Liquid biopsy is a highly effective method of early cancer detection and tumor classification [25, 26]. Recent studies have used the novel Nano-hmC-Seal technology to generate the vast genome-wide profiles of 5hmC in cfDNA from blood plasma for various cancer types [2]. A growing body of evidence from 5hmC profile analysis in cfDNA has indicated that 5hmC signal changes could serve as valuable noninvasive biomarkers to improve the sensitivity, specificity and accuracy of existing clinical methods for cancer diagnosis, prognosis and surveillance. However, the majority of previous studies about the association between 5hmC and gene expression have focused on 5hmC modification patterns in protein-coding gene bodies and promoters in cfDNA from blood plasma. The 5hmC modification alterations in genomic regions encoding lncRNAs and their clinical significance remain poorly characterized.

Recently, lncRNA has been confirmed to be involved in the regulation of important biological functions that determine cell fate and influenced a series of physiological and pathological states [27]. lncRNA promoters were found to have different epigenetic alteration patterns in cancer compared with protein-coding genes [28]. Hu et al. reported that tissue-derived 5hmC played a crucial role in regulating the transcription of lncRNA and served as a novel biomarker for prognosis in colorectal cancer. However, whether plasma-derived 5hmC-modified lncRNA genes is a critical biomarker for diagnosing cancer and distinguishing the type of cancer remains unclear. Therefore, the present study explored the potential of the plasma-derived 5hmC modification level in genomic regions encoding lncRNAs being used as an alternative, superior biomarker for cancer diagnosis and monitoring.

Herein, by repurposing 5hmC sequencing reads to genomic regions encoding lncRNAs, 5hmC alterations in genomic regions encoding lncRNAs were characterized in multiple cancer types, including HCC, CC and GC. A large number of altered 5hmC modifications were found to be distributed at lncRNA genes in patients with cancer compared with healthy subjects. Furthermore, only a relatively small number of 5hmC-modified lncRNA genes were common among different types of cancers, with the majority being cancer-specific. Using these tissue-shared 5hmC-modified lncRNA genes, feature selection was performed and a 5hLD-score was developed, which distinguished tumors from healthy controls with a high diagnostic performance in the training and internal validation cohorts. Indeed, some of these tissue-shared 5hmC-modified lncRNA genes in the 5hLD-score have been reported to play critical roles in cancer initiation, metastasis and prognosis. For instance, membrane-associated guanylate kinase inverted 1 intronic transcript has been well established to control cell proliferation in several cancer types [27, 29]. Recent in vitro and in vivo studies have demonstrated that SOX9 antisense RNA 1 and long intergenic non-protein-coding RNA 1124 (LINC01124) regulated HCC progression and metastasis by acting as competitive endogenous RNAs [30, 31]. Several other lncRNAs, such as SERTAD4-antisense 1, LINC01124, AC011294.1 and RBPMS Antisense RNA 1, have also been associated with cancer initiation and prognosis [32,33,34,35].

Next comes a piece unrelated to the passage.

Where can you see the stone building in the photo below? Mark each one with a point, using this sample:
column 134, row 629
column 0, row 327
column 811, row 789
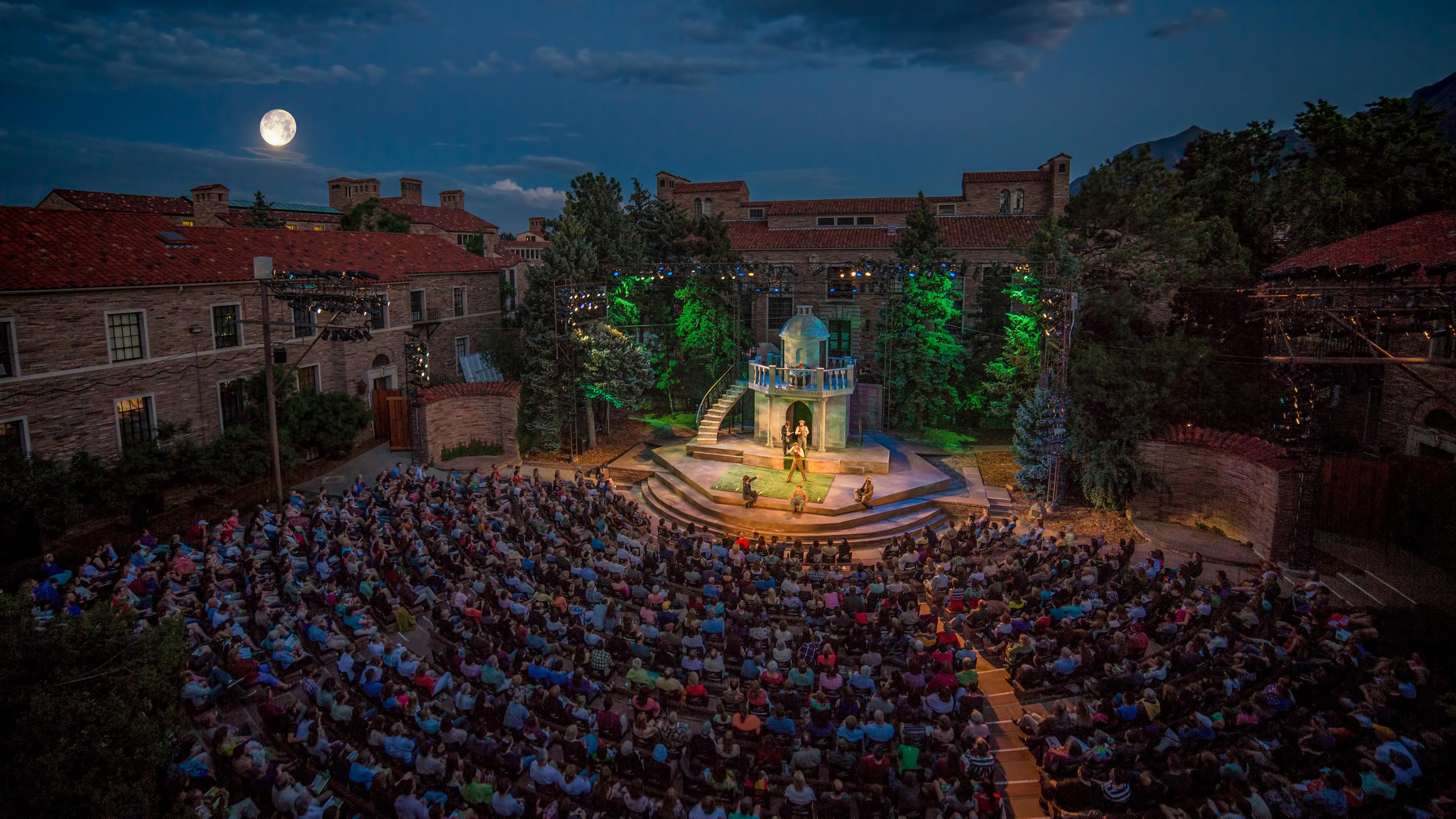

Although the tissue-shared 5hmC-modified lncRNA genes and the 5hLD-score identified and developed were limited to three cancer types (HCC, GC and CC), the 5hLD-score also had a high and stable diagnostic performance for other cancer types, such as EC and NSCLC. The adoption of independent validation cohorts from different cancer types and multiple centers demonstrated that the superior diagnostic performance of the 5hLD-score observed in different patient cohorts was not due to the overfitting of data or cancer types, but that it is a stable and robust predictive score that could be extended to other types of cancer. Furthermore, unlike previous linear scoring models in which risk score thresholds needed to be trained, the 5hLD-score was designed with a range of 0–1.0, representing the final probability of tumors in each sample, markedly improving its potential for clinical application. In addition, a significant association was observed between the 5hLD-score and the progression from hepatitis to liver cancer, suggesting a promising potential of the 5hLD-score as a highly effective individualized guide for the monitoring and surveillance of disease progression.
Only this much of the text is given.